The Wow! Momo team’s business instincts haven’t let them down yet. For instance, as they built scale, the founders realised the importance of putting together a team of professionals. In 2015, they offered Shah Miftaur Rahman, 32, their college batchmate,10% equity and a co-founder designation. Rahman, a chartered accountant, was working with PwC India as vice president prior to joining the startup. Currently he looks after the finances of the business.

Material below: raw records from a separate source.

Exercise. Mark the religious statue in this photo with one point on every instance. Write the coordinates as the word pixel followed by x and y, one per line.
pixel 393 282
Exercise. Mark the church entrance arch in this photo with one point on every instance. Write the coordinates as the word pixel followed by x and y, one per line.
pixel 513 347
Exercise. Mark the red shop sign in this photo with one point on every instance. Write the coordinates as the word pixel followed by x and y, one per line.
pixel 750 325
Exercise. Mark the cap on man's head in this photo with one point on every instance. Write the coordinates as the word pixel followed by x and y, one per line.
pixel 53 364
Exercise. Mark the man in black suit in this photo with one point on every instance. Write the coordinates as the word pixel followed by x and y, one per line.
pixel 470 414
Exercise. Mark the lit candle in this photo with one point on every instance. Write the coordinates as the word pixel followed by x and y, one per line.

Of course, the relatively hiccup-free growth of the business is aided, in no small measure, by the understanding between the two founders.“Nature-wise we are completely opposite,” says Daryani. “I am aggressive, optimistic, and restless while Binod is more grounded, realistic, and calm. So as a team we make a good combination.” The longevity of their connection helps too. “Binod was the only friend who stood by me after college,” he adds. “Even though many others had plans to start a business together.” Needless to say, their group studies included a serving of Homagai-made momos. Let’s call it their wow factor.